As electric cooperatives, our autonomy is a direct result of our business model, which places decision making and responsibility for the company’s direction in the hands of directors elected from and by the membership. Our independence from distant, outside influences is based on our historical commitment to the communities we serve.
Autonomy and Independence are crucial to our cooperative’s ability to best serve your needs. That’s because what may be a sound decision for a co-op with a relatively small number of members spread out across an extremely rural area might not work for one with a larger number of members, some living in a more urban setting.
Local service and attention to your unique needs are why having local control is best for your co-op.
Although TVEC sails its own ship, so to speak, we don’t sail alone.
Our co-op belongs to a statewide association, Texas Electric Cooperatives, and a national group, the National Rural Electric Cooperative Association. These umbrella organizations provide communications and safety services in addition to tracking what lawmakers in Austin and Washington, D.C., are doing that could affect co-ops. Our membership in TEC allows us to purchase equipment and materials, such as transformers and utility poles, at a significantly lower cost than if we tried to buy them on our own—the power of working cooperatively.
However, none of these groups tells us what to do. The decisions about how to bring you the best service at the best possible cost are left to our employees and your elected board of directors.

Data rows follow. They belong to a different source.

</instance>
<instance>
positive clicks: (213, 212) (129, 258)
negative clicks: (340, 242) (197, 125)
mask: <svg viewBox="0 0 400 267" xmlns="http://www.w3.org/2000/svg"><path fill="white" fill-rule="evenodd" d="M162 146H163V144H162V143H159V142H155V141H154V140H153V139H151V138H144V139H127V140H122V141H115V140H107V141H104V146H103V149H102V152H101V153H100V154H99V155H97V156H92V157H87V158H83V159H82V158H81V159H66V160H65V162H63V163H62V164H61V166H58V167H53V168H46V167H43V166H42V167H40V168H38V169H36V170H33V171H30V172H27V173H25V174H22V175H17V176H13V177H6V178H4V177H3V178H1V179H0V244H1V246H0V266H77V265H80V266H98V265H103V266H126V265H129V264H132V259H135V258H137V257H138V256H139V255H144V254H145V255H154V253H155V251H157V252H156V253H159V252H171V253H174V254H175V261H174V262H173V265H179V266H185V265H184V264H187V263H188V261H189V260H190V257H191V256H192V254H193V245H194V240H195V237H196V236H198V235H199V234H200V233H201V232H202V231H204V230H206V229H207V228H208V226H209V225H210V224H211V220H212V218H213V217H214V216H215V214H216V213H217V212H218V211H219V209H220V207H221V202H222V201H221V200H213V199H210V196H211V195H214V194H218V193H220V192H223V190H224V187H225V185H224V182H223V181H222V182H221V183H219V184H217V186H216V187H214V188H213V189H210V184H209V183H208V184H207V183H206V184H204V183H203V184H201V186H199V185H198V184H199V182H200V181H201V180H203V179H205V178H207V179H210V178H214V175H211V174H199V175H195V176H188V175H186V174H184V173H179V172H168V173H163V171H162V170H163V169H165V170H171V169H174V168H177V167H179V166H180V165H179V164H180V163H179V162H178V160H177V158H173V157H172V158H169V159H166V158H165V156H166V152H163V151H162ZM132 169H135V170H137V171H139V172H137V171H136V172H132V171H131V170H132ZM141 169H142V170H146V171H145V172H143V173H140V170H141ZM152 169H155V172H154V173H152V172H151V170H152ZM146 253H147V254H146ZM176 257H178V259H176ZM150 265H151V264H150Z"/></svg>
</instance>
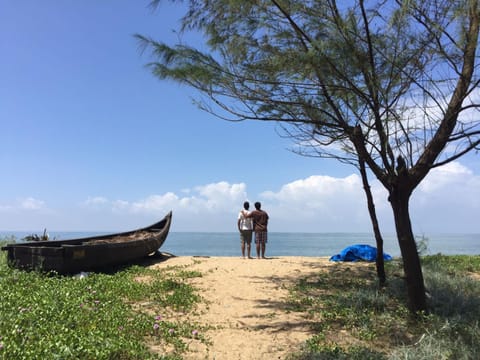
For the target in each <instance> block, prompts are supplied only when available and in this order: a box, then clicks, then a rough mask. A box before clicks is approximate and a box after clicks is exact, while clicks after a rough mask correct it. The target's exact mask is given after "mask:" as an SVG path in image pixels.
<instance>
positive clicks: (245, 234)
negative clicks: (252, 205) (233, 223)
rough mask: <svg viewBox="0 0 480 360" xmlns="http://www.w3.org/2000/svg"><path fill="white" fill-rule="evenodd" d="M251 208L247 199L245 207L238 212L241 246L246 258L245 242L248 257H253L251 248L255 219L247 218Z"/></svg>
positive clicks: (241, 248) (248, 214)
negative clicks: (251, 251) (250, 250)
mask: <svg viewBox="0 0 480 360" xmlns="http://www.w3.org/2000/svg"><path fill="white" fill-rule="evenodd" d="M249 208H250V203H249V202H248V201H245V202H244V203H243V209H242V210H241V211H240V213H239V214H238V221H237V227H238V231H239V232H240V247H241V249H242V257H243V258H245V244H247V254H248V258H249V259H251V258H252V257H251V256H250V249H251V244H252V232H253V221H252V219H249V218H247V216H248V215H249V214H250V212H249V211H248V209H249Z"/></svg>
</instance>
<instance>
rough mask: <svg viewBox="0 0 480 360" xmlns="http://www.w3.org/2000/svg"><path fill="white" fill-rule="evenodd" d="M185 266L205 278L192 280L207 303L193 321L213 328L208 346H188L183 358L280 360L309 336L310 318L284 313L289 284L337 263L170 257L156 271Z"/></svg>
mask: <svg viewBox="0 0 480 360" xmlns="http://www.w3.org/2000/svg"><path fill="white" fill-rule="evenodd" d="M179 265H180V266H184V265H188V268H187V269H188V270H197V271H200V272H201V273H202V274H203V276H202V277H198V278H194V279H192V280H191V281H192V283H193V284H194V285H195V286H196V287H197V288H198V289H199V290H200V295H201V296H202V297H203V298H204V299H205V300H206V301H205V306H202V308H201V309H200V315H199V316H198V317H197V318H196V319H195V320H196V321H200V322H201V323H202V324H208V325H210V326H211V327H212V329H211V330H208V331H207V333H206V336H207V337H208V338H209V339H210V340H211V344H209V345H208V346H207V345H204V344H201V343H199V342H195V343H192V344H191V345H190V350H191V351H190V352H189V353H188V354H186V356H185V358H186V359H217V360H224V359H229V360H230V359H233V360H236V359H241V360H247V359H248V360H255V359H284V358H285V357H286V354H288V353H290V352H292V351H296V350H299V349H300V347H301V345H302V344H303V343H304V342H305V340H306V339H308V338H309V337H310V336H311V335H312V332H311V328H310V326H309V325H310V320H309V319H307V318H305V317H304V315H305V314H302V313H297V312H289V311H286V309H285V301H286V299H287V298H288V295H289V292H288V286H289V285H291V284H292V283H293V282H294V281H296V280H298V279H299V278H302V277H304V276H306V275H309V274H312V273H320V272H321V271H325V270H327V269H328V268H330V267H331V266H335V263H332V262H329V261H328V259H327V258H313V257H277V258H270V259H261V260H260V259H242V258H240V257H238V258H233V257H208V258H201V257H189V256H182V257H171V258H169V259H168V260H166V261H162V262H160V263H157V264H155V265H154V266H155V267H169V266H179Z"/></svg>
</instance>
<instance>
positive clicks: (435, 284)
mask: <svg viewBox="0 0 480 360" xmlns="http://www.w3.org/2000/svg"><path fill="white" fill-rule="evenodd" d="M422 262H423V267H424V277H425V283H426V286H427V289H428V297H429V306H430V309H431V311H430V313H429V314H418V316H417V317H415V318H413V317H412V315H411V314H410V313H409V311H408V309H407V306H406V303H407V299H406V298H405V292H406V291H405V289H404V286H405V283H404V281H403V278H402V270H401V269H402V266H401V264H400V261H398V260H395V261H393V262H391V263H388V264H387V274H389V277H390V279H389V283H388V286H387V287H386V288H384V289H379V288H378V287H377V281H376V275H375V265H374V264H372V265H371V266H370V267H357V266H355V264H352V265H351V266H349V265H348V264H341V266H338V267H334V268H333V270H332V271H331V272H329V273H322V274H318V276H314V277H308V278H303V279H301V280H300V281H299V282H298V284H297V285H296V286H295V287H294V288H293V289H292V290H291V300H290V303H289V306H290V310H291V311H302V312H305V313H307V314H308V315H309V316H310V317H311V318H313V319H315V320H317V321H315V323H316V326H315V330H316V335H315V336H314V337H312V338H311V339H309V340H308V341H307V342H306V344H305V346H304V351H303V352H302V353H300V354H293V355H292V356H291V357H290V358H291V359H295V360H300V359H301V360H307V359H403V360H408V359H412V360H413V359H415V360H418V359H430V360H434V359H435V360H436V359H452V360H453V359H455V360H457V359H465V360H467V359H469V360H470V359H471V360H473V359H480V327H479V320H480V281H479V278H480V277H479V276H478V275H479V274H480V256H443V255H434V256H423V257H422Z"/></svg>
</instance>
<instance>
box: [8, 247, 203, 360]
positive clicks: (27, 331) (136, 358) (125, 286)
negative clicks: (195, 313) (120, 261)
mask: <svg viewBox="0 0 480 360" xmlns="http://www.w3.org/2000/svg"><path fill="white" fill-rule="evenodd" d="M186 275H188V276H195V274H193V273H190V274H189V273H185V272H184V273H182V272H180V276H177V275H176V274H175V271H169V272H166V271H159V270H152V269H145V268H141V267H139V266H133V267H130V268H127V269H126V270H124V271H120V272H117V273H114V274H102V273H97V274H95V273H91V274H89V275H88V276H87V277H84V278H79V277H69V276H56V275H55V274H39V273H37V272H25V271H19V270H13V269H10V268H8V267H7V265H6V259H5V255H4V254H1V255H0V288H1V289H2V291H1V293H0V358H2V359H157V358H158V359H179V358H181V355H180V354H181V353H182V352H184V351H185V350H186V349H187V342H191V341H205V339H204V338H203V336H200V335H199V334H201V331H202V329H203V328H202V327H200V326H199V325H198V324H194V323H190V322H184V321H180V320H178V319H177V317H176V316H175V315H174V311H179V310H181V311H183V312H189V311H192V310H193V309H194V308H195V304H196V303H197V302H198V301H199V300H200V297H199V296H198V295H197V294H196V293H195V291H194V289H193V288H192V287H191V286H189V285H186V284H185V283H184V282H183V280H184V278H185V277H184V276H186ZM138 279H147V280H148V281H139V280H138ZM197 332H198V333H197ZM193 334H194V335H193ZM147 344H152V345H159V344H170V346H171V348H173V352H170V353H166V354H164V355H158V354H154V353H152V352H151V351H150V349H149V346H148V345H147Z"/></svg>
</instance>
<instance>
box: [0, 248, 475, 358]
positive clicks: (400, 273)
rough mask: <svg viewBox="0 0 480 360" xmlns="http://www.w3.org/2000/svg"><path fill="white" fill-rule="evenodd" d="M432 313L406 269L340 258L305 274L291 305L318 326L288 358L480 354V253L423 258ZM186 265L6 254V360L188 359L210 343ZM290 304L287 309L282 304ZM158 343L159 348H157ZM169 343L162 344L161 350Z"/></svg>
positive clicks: (405, 357) (367, 357) (1, 309)
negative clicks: (108, 272) (42, 273)
mask: <svg viewBox="0 0 480 360" xmlns="http://www.w3.org/2000/svg"><path fill="white" fill-rule="evenodd" d="M422 265H423V272H424V278H425V285H426V288H427V289H428V293H429V306H430V309H431V313H430V314H429V315H423V316H420V317H412V316H411V314H410V313H409V311H408V309H407V305H406V303H407V299H406V298H405V294H406V290H405V284H404V282H403V270H402V267H401V263H400V261H398V260H395V261H393V262H388V263H387V264H386V271H387V276H388V286H387V287H386V288H382V289H379V288H378V285H377V284H378V281H377V278H376V271H375V265H374V264H369V265H367V266H359V264H354V263H353V264H351V263H339V264H335V265H334V266H332V267H330V268H329V270H328V271H327V272H325V271H322V272H319V273H318V274H316V275H312V276H308V277H303V278H301V279H300V280H299V281H298V282H297V283H296V285H295V286H293V287H292V288H291V289H290V299H289V300H288V303H287V304H286V305H287V306H286V308H287V311H295V312H301V313H302V314H303V315H304V316H305V317H307V318H309V319H310V320H313V324H314V325H313V331H314V333H315V335H314V336H312V337H311V338H310V339H309V340H307V341H306V342H305V345H304V347H303V351H301V352H299V353H295V354H291V355H290V356H289V359H292V360H293V359H295V360H307V359H317V360H318V359H322V360H323V359H332V360H333V359H353V360H367V359H368V360H380V359H395V360H396V359H405V360H409V359H412V360H417V359H425V360H427V359H428V360H437V359H452V360H453V359H455V360H457V359H464V360H473V359H480V327H479V319H480V280H479V278H478V277H475V278H474V277H472V276H470V275H471V274H472V273H476V274H477V276H478V274H480V256H443V255H434V256H423V257H422ZM200 276H202V274H201V273H199V272H197V271H191V270H189V269H188V267H168V268H165V269H162V270H154V269H151V268H143V267H140V266H131V267H129V268H127V269H125V270H123V271H119V272H116V273H114V274H89V276H87V277H85V278H82V279H80V278H77V277H69V276H56V275H54V274H49V275H45V274H43V275H42V274H39V273H36V272H23V271H18V270H14V269H10V268H8V267H7V265H6V261H5V254H4V253H3V252H2V253H1V254H0V290H1V291H0V359H112V360H113V359H120V360H122V359H182V357H183V356H184V355H185V354H186V353H187V352H188V351H189V345H190V344H192V342H202V343H204V344H207V343H208V340H207V339H206V337H205V336H204V333H205V332H206V330H208V329H210V328H207V326H208V325H205V324H201V323H200V322H195V321H192V320H185V319H198V318H199V315H198V314H197V313H196V309H197V305H198V303H199V302H201V301H202V299H201V297H200V296H199V294H197V293H196V291H195V289H194V288H193V287H192V286H190V285H189V284H188V279H190V278H194V277H200ZM283 308H284V307H283V306H282V309H283ZM159 349H160V350H159ZM162 349H164V350H162Z"/></svg>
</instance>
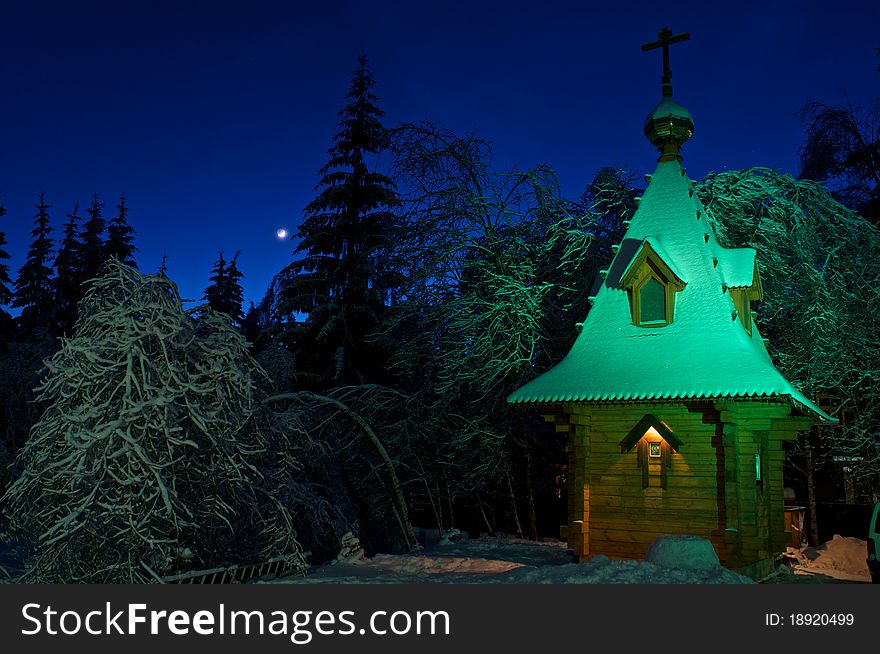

When TVEC enters into agreements with electricity suppliers, those contracts don’t give them the right to tell our co-op whom to serve or what rates to charge. That’s left up to the co-op, too.
On occasion, we might need a large amount of capital to pay for expansion. We can borrow it from a number of sources, including the U.S. Department of Agriculture’s Rural Utilities Service or the National Rural Utilities Cooperative Finance Corporation, a bank that is itself a cooperative. Of course, while we enter into any such agreement with a great deal of deliberation, no deal gives lending entities any power over our operations.
The leaders of our co-op, who are also members, have a deep understanding of this community and its needs. Our independence and autonomy to make our own decisions allow us to serve you in the most efficient way possible. And that’s the way it should be.